Recommended Tabletop Scenarios

Scenario selection should reflect your organization's actual threat landscape — industry-specific threats, likely attack vectors, and highest-impact incident types.

  • Ransomware at 3am Friday: IT monitoring detects mass file encryption on file servers. Key staff are unavailable. How do you make decisions? Who has authority to take systems offline?
  • CFO Email Compromise: Finance team receives wire instructions from "CFO" email. Wire is completed before fraud is detected. How do you respond? What's the bank recall process?
  • Cloud Data Exposure: Security researcher emails to report an open S3 bucket with customer PII. Is GDPR notification required? How do you determine what was accessed?
  • Insider Threat: Departing employee in their final week is observed bulk-downloading files to personal cloud storage. Legal hold? Evidence preservation? When do you involve HR? Law enforcement?
  • Executive Crisis Simulation: Designed specifically for C-suite and board members. Focus on decision-making under pressure, public communications, regulatory engagement, and business continuity decisions.
  • Purple Team Exercise: Red team simulates a realistic attack (with rules of engagement); blue team responds. Collaborative — red team can share TTPs in real time to improve detections. Most realistic test of detection and response capabilities.

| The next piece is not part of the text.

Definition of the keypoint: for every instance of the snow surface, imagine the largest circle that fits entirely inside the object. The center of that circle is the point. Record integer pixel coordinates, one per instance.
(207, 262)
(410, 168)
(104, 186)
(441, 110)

Write the Plan Now — Not During the Incident

An incident is the worst time to write an incident response plan. Under stress, with systems down, executives demanding answers, and regulatory clocks ticking, organizations that improvise their response make worse decisions, take longer, miss evidence, and pay higher ransomware ransoms. The organizations that recover fastest from major incidents are those whose responders knew their roles, had tested their playbooks, had maintained their contact lists, and had verified their backup integrity — all before the incident began. Test your IR plan quarterly with tabletops. Update it annually. The cost is one afternoon; the return is measured in millions of dollars of avoided breach costs.